Kasus ini mencuat setelah sejumlah korban melapor ke polisi karena merasa tertipu oleh tawaran investasi yang menjanjikan keuntungan besar dalam waktu singkat.
Modus Investasi
Menurut keterangan awal penyidik, para pelaku menawarkan program investasi dengan skema penjualan produk kosmetik yang diklaim berkualitas premium. Investor dijanjikan imbal hasil hingga 30 persen per bulan apabila menanamkan modal mulai dari Rp5 juta.
Namun, setelah berjalan beberapa bulan, para investor tidak menerima keuntungan yang dijanjikan. Bahkan, komunikasi dengan pihak penyelenggara investasi pun terputus.
Laporan Korban
Salah seorang korban berinisial D (32 tahun) mengaku telah menginvestasikan uang sebesar Rp50 juta.
“Awalnya lancar, ada transfer keuntungan. Tapi masuk bulan ketiga, tidak ada lagi pembayaran. Sekarang kantornya kosong,” ungkapnya.

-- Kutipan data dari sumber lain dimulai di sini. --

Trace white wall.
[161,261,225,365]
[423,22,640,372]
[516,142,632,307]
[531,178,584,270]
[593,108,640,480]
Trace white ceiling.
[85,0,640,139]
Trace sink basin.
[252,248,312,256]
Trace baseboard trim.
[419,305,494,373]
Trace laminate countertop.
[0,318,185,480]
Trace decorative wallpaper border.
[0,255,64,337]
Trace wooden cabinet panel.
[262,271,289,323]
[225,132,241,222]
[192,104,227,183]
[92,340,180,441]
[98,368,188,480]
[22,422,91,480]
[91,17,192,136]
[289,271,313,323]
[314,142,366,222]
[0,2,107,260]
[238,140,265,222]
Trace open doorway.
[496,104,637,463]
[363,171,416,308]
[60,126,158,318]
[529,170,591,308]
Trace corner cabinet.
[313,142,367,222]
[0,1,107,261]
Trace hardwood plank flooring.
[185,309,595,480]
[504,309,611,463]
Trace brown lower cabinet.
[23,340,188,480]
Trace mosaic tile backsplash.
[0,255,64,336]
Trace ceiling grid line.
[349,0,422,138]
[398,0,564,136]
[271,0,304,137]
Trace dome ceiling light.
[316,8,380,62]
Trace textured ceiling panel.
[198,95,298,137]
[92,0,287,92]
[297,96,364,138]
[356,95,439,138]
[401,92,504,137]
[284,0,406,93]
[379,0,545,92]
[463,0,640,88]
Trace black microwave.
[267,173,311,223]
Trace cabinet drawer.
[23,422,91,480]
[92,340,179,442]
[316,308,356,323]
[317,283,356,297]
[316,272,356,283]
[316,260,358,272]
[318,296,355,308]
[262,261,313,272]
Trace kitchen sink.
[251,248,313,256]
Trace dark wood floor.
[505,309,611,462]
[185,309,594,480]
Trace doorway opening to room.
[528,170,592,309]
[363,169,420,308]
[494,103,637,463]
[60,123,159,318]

Hingga kini, puluhan korban telah mendatangi Mapolres Metro Bekasi untuk membuat laporan resmi.

Tindakan Polisi
Kasat Reskrim Polres Metro Bekasi, AKBP Andi Wibowo, menegaskan pihaknya sedang mengumpulkan bukti dan memeriksa sejumlah saksi. Polisi juga telah memetakan rekening bank yang digunakan pelaku dalam menghimpun dana.
“Kami masih mendalami dugaan tindak pidana penipuan dan/atau penggelapan dengan modus investasi. Semua pihak terkait akan kami periksa,” ujarnya, Senin (6/10/2025).
Imbauan kepada Masyarakat
Polisi mengingatkan masyarakat agar selalu waspada terhadap tawaran investasi yang tidak jelas legalitasnya. Masyarakat disarankan memeriksa izin resmi melalui Otoritas Jasa Keuangan (OJK) sebelum menanamkan modal.
“Prinsipnya, jangan mudah tergiur keuntungan besar dalam waktu singkat. Pastikan legalitas perusahaan dan produk yang ditawarkan,” tambah AKBP Andi.
Sikap OJK
Sementara itu, OJK Jawa Barat menyatakan pihaknya belum pernah mengeluarkan izin untuk investasi kosmetik seperti yang ditawarkan pelaku. OJK mendukung langkah kepolisian untuk menindak tegas praktik investasi ilegal ini.